What doesn't have much to do with luck though is allowing Blanton to stay in the rotation through July. Richards and Williams should've been in the rotation as early as May. Angels fans saw what the team would look like with a healthy Weaver mixed with Blanton and Hanson not in the rotation in the final two months of 2013. The team plowed through it's remaining schedule like a first place team. That is where I'm basing my upcoming 2014 projections.
Give Me Some Career Averages!
Here’s the list of the current starters again; except now the numbers listed are career averages, adjusted to a 162 game season:
RHP: Jered Weaver 17-9 / 3.24 ERA / 182 SO / 217 IP / 1.14 WHIP
LHP: CJ Wilson 14-8 / 3.58 ERA / 181 SO / 209 IP / 1.30
RHP: Garrett Richards 10-10 / 4.37 ERA / 126 SO / 195 IP / 1.36 WHIP
LHP: Hector Santiago 7-8 / 3.30 ERA / 186 SO / 188 IP / 1.36 WHIP
LHP: Tyler Skaggs 7-15 / 5.43 ERA / 149 SO / 177 IP / 1.41 WHIP
The collective ERA of the current five (based on career averages) is 3.95. That’s still well above the league average of 4.17. And the career averages of Richards, Santiago, and Skaggs are based on smaller sample sizes, yes, but this is also meant to evaluate the direction they were headed at season’s end.
Weaver and Wilson’s numbers in 2013 were actually right around their career averages. I look for Weaver (at least) to exceed his career averages again. Richards will probably be the same, if not slightly better as further develops. Santiago’s ERA is the one that jumps out at me. I think Skaggs will improve on his averages. So this still looks good.
A 3.95 rotation ERA would’ve had the Angels seventh in the AL in starting ERA, right behind the Cleveland Indians (3.92) and the Texas Rangers (3.99). And that’s exactly one-third of a run higher than this current five’s collective ERA in 2013. So that, mixed with those career averages, projects to a much more effective rotation than skeptical fans might realize.
There’s a good possibility this five could be a very good rotation for the future.
Comparing Mileage Between The Old Truck And The New Truck
Going into the 2007 season, I had similar questions about the team’s rotation. The Halos were coming off a miserable 2006 season. They had poor starting pitching at the back end, and very poor defense. This led to an 18-28 start, followed by a 71-45 bounce back. But the team still didn’t make the playoffs, for good reason. And, like 2014, that’s why there were so many questions about the rotation going into ‘07.

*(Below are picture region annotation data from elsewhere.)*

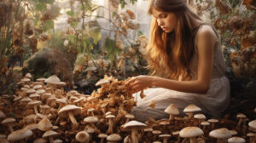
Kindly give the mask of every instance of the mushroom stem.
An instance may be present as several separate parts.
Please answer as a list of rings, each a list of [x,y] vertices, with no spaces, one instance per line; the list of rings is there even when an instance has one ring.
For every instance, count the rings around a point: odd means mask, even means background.
[[[109,118],[108,129],[107,133],[108,133],[108,134],[112,134],[113,133],[113,119]]]
[[[168,139],[167,138],[164,138],[163,143],[168,143]]]
[[[136,128],[131,129],[131,142],[138,143],[138,133]]]
[[[68,117],[73,124],[79,124],[72,112],[68,112]]]
[[[38,114],[38,106],[37,105],[34,105],[34,111],[36,112],[36,115]]]
[[[190,143],[196,143],[196,142],[197,142],[196,137],[190,138]]]
[[[8,129],[11,133],[14,132],[14,129],[10,124],[8,124]]]
[[[172,121],[173,119],[174,119],[174,116],[172,114],[170,114],[169,120]]]
[[[52,137],[52,136],[49,136],[49,143],[54,143],[54,140],[53,140],[53,137]]]
[[[103,143],[104,142],[104,138],[102,138],[101,139],[101,143]]]

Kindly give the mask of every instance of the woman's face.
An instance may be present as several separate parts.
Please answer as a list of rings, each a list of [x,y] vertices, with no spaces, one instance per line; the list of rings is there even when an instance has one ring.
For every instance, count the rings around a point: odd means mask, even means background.
[[[153,9],[152,12],[153,16],[157,20],[158,26],[165,32],[171,32],[175,29],[177,20],[174,13],[158,11],[155,9]]]

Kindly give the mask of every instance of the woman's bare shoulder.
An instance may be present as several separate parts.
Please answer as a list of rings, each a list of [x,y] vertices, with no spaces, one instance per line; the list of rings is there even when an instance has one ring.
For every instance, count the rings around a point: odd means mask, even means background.
[[[199,39],[210,40],[212,42],[216,42],[218,40],[218,36],[212,26],[207,25],[203,25],[201,26],[202,27],[201,27],[198,31]]]

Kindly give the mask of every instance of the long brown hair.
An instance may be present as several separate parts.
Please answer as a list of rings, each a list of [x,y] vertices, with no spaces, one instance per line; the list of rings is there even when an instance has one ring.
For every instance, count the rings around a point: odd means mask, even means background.
[[[151,0],[148,10],[150,14],[153,9],[174,13],[177,23],[172,31],[166,33],[158,26],[156,18],[152,18],[150,40],[146,49],[148,69],[152,75],[176,80],[180,76],[182,80],[191,79],[189,65],[195,52],[192,20],[201,20],[187,7],[185,0]]]

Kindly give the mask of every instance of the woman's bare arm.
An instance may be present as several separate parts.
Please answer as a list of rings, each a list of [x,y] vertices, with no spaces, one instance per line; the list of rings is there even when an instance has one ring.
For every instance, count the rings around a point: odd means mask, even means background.
[[[129,82],[132,90],[135,92],[147,87],[154,86],[173,89],[181,92],[205,94],[207,92],[211,82],[213,49],[218,40],[212,28],[203,26],[198,32],[198,78],[193,81],[175,81],[152,76],[138,76]]]

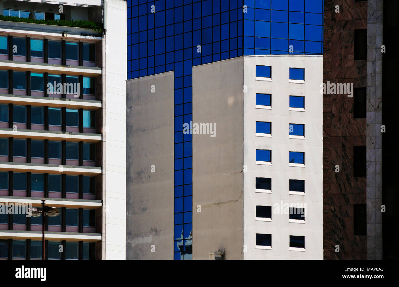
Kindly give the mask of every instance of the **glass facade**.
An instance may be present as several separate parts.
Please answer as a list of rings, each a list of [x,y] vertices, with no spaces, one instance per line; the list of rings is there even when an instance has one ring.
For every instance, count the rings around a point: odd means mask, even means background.
[[[128,79],[174,72],[175,259],[192,259],[192,67],[322,54],[322,13],[323,0],[127,0]]]

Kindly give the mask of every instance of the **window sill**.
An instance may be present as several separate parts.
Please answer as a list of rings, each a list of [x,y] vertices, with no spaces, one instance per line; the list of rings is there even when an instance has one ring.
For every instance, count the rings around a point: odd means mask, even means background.
[[[272,163],[270,161],[255,161],[256,164],[261,164],[264,165],[271,165]]]
[[[264,138],[271,138],[271,134],[263,134],[263,133],[255,133],[255,136],[263,137]]]
[[[290,251],[306,251],[304,248],[300,247],[290,247]]]
[[[290,139],[294,139],[295,140],[305,139],[305,137],[303,136],[288,136],[288,137]]]
[[[267,221],[271,222],[272,219],[264,217],[255,217],[255,220],[256,221]]]
[[[264,82],[271,82],[271,78],[266,78],[265,77],[255,77],[255,80],[256,81],[263,81]]]
[[[305,165],[303,163],[290,163],[288,164],[289,166],[295,166],[297,167],[304,167]]]
[[[271,193],[272,191],[270,189],[255,189],[255,192],[259,192],[260,193]]]
[[[288,82],[292,84],[305,84],[305,81],[302,80],[291,80],[290,79]]]
[[[256,249],[264,249],[267,250],[272,250],[271,246],[264,246],[263,245],[255,245],[255,248]]]
[[[255,109],[262,109],[263,110],[271,110],[271,106],[263,106],[263,105],[255,105]]]

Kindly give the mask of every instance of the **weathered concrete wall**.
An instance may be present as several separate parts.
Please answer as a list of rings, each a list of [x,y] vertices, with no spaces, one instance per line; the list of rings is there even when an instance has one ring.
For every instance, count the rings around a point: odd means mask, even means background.
[[[243,61],[193,68],[193,122],[216,127],[214,138],[193,135],[193,259],[225,249],[243,258]]]
[[[173,258],[173,77],[127,82],[126,259]]]

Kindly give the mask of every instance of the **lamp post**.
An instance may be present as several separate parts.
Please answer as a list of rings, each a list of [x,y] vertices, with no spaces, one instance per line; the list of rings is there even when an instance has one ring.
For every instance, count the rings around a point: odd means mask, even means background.
[[[55,207],[46,206],[45,205],[46,201],[41,199],[41,208],[40,207],[31,207],[28,208],[28,213],[34,217],[39,217],[43,216],[41,220],[42,225],[42,259],[44,260],[44,225],[45,223],[45,217],[55,217],[59,215],[59,210]]]

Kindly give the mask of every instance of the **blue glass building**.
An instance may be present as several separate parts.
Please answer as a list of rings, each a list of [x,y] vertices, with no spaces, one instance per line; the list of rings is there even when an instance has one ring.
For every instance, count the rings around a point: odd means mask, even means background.
[[[323,10],[323,0],[128,0],[128,79],[174,72],[175,259],[192,258],[192,67],[322,54]]]

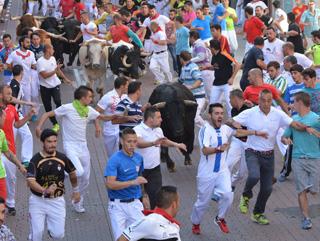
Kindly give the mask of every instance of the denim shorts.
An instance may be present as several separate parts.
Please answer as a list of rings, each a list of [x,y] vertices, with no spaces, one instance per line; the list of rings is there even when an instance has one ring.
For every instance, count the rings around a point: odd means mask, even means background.
[[[296,190],[301,193],[308,190],[313,193],[319,192],[319,159],[298,159],[292,160],[292,170],[296,183]]]

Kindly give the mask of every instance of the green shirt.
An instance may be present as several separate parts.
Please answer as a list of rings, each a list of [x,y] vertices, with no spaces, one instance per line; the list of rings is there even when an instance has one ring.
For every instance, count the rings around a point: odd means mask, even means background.
[[[237,16],[236,10],[234,10],[233,8],[228,7],[227,11],[230,15]],[[227,31],[234,30],[234,22],[230,16],[226,17],[226,23]]]
[[[1,148],[0,154],[2,152],[6,152],[9,150],[8,142],[3,130],[0,130],[0,148]],[[6,170],[4,169],[3,162],[0,159],[0,178],[5,178],[5,177],[6,177]]]
[[[310,48],[314,65],[320,65],[320,44],[314,44]]]
[[[320,129],[320,116],[316,113],[310,111],[305,116],[300,116],[296,114],[292,117],[294,121],[301,122],[307,126],[311,126],[319,131]],[[310,158],[310,159],[320,159],[320,142],[319,138],[310,135],[306,131],[298,131],[292,127],[285,130],[283,136],[291,137],[293,141],[293,158]]]

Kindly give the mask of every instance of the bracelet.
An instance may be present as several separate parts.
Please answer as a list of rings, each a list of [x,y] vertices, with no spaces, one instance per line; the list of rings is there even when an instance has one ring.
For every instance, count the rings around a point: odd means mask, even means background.
[[[72,187],[72,192],[79,192],[79,191],[80,191],[79,186]]]

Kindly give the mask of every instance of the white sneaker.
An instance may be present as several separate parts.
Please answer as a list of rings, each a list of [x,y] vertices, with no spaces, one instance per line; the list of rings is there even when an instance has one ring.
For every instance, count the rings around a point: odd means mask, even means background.
[[[80,198],[80,201],[75,203],[73,200],[71,201],[74,210],[77,213],[84,213],[86,210],[83,207],[83,197]]]

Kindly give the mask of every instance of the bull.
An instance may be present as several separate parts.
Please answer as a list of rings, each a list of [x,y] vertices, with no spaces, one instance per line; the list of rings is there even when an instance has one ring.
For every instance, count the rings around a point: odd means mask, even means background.
[[[161,112],[161,128],[164,135],[170,140],[186,145],[187,152],[182,151],[184,164],[191,165],[194,118],[197,112],[197,102],[191,91],[180,83],[162,84],[153,90],[149,103]],[[161,160],[167,163],[170,172],[175,171],[175,163],[170,158],[167,147],[161,147]]]

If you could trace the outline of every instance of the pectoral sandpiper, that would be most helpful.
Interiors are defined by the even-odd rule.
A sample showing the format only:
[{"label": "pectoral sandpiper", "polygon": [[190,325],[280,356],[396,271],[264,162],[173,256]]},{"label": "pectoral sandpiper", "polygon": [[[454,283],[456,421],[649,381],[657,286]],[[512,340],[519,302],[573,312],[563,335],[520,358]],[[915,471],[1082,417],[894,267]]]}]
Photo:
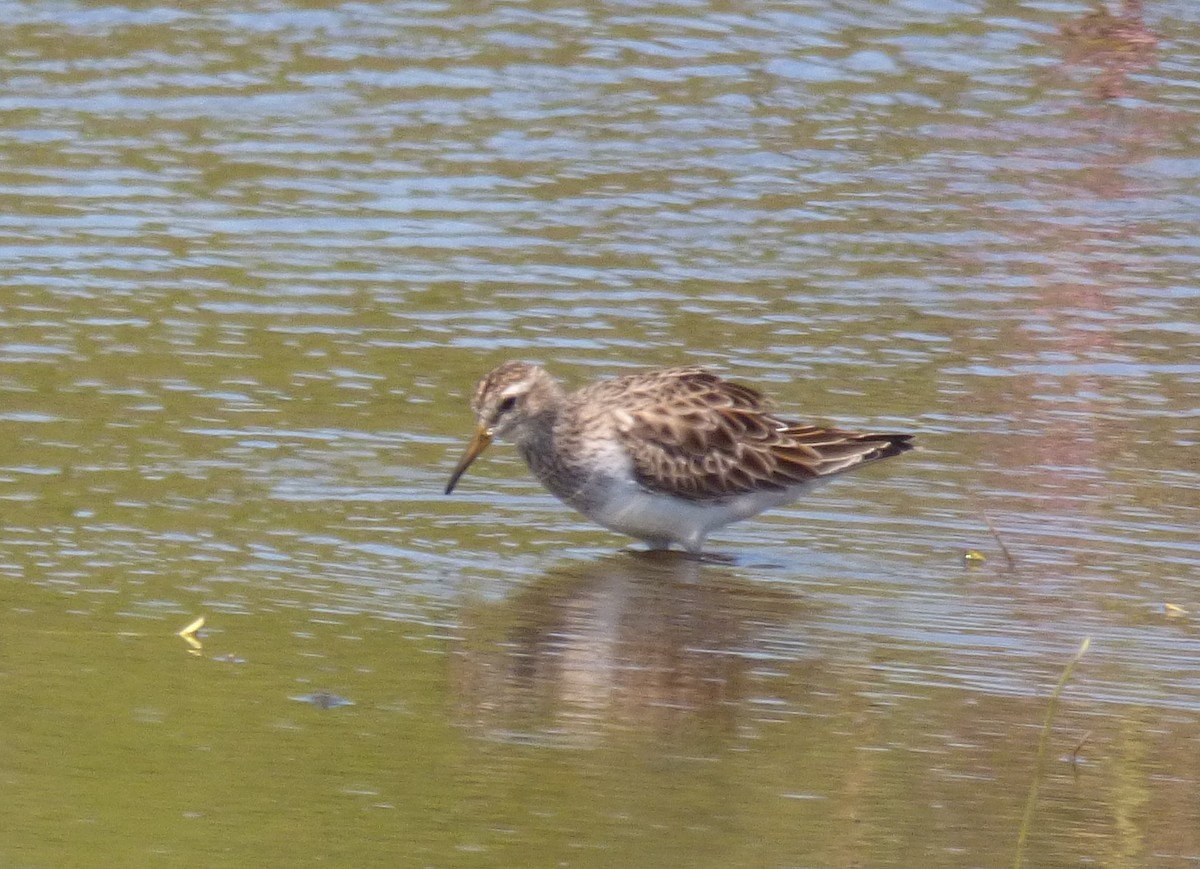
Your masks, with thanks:
[{"label": "pectoral sandpiper", "polygon": [[787,421],[756,390],[698,367],[566,392],[545,368],[504,362],[479,382],[470,406],[475,436],[446,495],[502,437],[563,502],[652,549],[700,552],[714,528],[912,449],[912,434]]}]

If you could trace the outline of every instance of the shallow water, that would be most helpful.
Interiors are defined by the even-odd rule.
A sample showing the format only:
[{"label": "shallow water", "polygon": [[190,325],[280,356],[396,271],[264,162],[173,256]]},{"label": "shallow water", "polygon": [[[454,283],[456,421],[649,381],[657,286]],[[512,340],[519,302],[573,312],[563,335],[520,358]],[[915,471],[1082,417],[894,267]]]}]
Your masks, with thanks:
[{"label": "shallow water", "polygon": [[[0,863],[1200,862],[1200,25],[1091,8],[6,5]],[[920,450],[638,555],[442,495],[508,358]]]}]

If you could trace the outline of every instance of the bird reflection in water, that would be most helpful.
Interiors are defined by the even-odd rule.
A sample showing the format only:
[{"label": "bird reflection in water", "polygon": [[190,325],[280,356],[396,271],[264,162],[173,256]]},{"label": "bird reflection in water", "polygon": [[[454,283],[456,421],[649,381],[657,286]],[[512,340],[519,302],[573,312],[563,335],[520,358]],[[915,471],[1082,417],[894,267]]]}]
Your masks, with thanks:
[{"label": "bird reflection in water", "polygon": [[682,553],[570,565],[464,612],[451,655],[460,720],[538,743],[586,744],[614,729],[728,736],[763,691],[767,637],[803,606],[793,589]]}]

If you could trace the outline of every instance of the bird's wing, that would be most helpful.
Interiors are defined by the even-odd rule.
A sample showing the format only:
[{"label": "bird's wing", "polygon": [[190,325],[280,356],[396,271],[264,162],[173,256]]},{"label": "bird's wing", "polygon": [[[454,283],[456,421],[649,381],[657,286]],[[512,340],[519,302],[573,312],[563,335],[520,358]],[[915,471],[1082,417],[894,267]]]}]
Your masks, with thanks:
[{"label": "bird's wing", "polygon": [[[641,485],[689,501],[782,490],[911,449],[910,434],[799,425],[702,368],[606,380],[613,428]],[[601,396],[596,396],[601,397]]]}]

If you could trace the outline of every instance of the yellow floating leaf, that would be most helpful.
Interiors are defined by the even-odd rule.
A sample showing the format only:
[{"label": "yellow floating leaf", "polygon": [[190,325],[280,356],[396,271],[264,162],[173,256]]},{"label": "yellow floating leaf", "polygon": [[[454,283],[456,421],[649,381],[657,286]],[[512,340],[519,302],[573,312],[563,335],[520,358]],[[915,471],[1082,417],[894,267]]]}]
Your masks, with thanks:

Ervin Santana (2 years experience); Jered Weaver (1/2 a season of experience); Joe Saunders (1/2 a season of experience); Bartolo Colon (injuries and breaking down); and Dustin Moseley (not an ideal option at all) were all competing for the last three spots in the ‘07 rotation.
Out of those 5 pitchers I just listed, Weaver was the only one who kept his ERA under 4.00. Weaver and Moseley were the only ones who had WHIPs better than 1.40; Santana, Saunders, and Colon all had WHIPs over 1.50 that season. So I'm not seeing a rotation that is much better (if at all) than that 2007 rotation. Looking back, that rotation should not have been near a World Series.
Yet that ’07 team won 95 games, and they had an offense that was only league average. How did they really do it? Well, that’s where constantly taking the extra base and bullpens come in later in the series.
Looking Ahead To Beer And Hot Dogs
Joe Blanton's historically bad 2013 performance; Jered Weaver missing 2 months; and the aftermath put a bad taste in a lot of people's mouths. That’s totally understandable. I get what all of you are saying. All concerns are legitimate; otherwise I would not feel the need to dig this deep into analyzing this rotation. Nevertheless, having a healthy Weaver, as well as Blanton (and Hanson) out of the rotation, alone, adds a number of wins by default.
Okay, I’ll admit that I love watching teams with young controllable starting pitching. It's what helped the A's and Rangers climb back to the top of the AL West. And both teams still have their share of that in their rotations. It was a major factor in the Angels’ playoff run in the previous decade. It’s a key component for long-term success. So why can't that be any different for the 2014 Angels?
I guess we’ll just have to let the season play out on this end.